Beim Abbrennen an öffentlichen Flächen (z.B. Wege, Plätze, Parks) müssen Sie die Zustimmung der zuständigen Ordnungsbehörde (z.B. Gemeinde, Stadt oder Landkreis) einzuholen. Der Kontakt mit der zuständigen Ordnungsbehörde kann telefonisch oder schriftlich aufgenommen werden.
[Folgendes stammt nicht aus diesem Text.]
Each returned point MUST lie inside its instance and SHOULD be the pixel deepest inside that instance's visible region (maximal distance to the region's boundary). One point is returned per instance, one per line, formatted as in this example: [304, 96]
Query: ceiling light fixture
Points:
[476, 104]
Die Zustimmung soll schriftlich vorliegen.
Bei der Prüfung des Abbrennstandorts werden naturschutzrechtliche und denkmalschutzrechtliche Belange in der Prüfung berücksichtigen. Gegebenenfalls kann die Prüfung ergeben, dass der Betrieb eingeschränkt oder untersagt werden muss.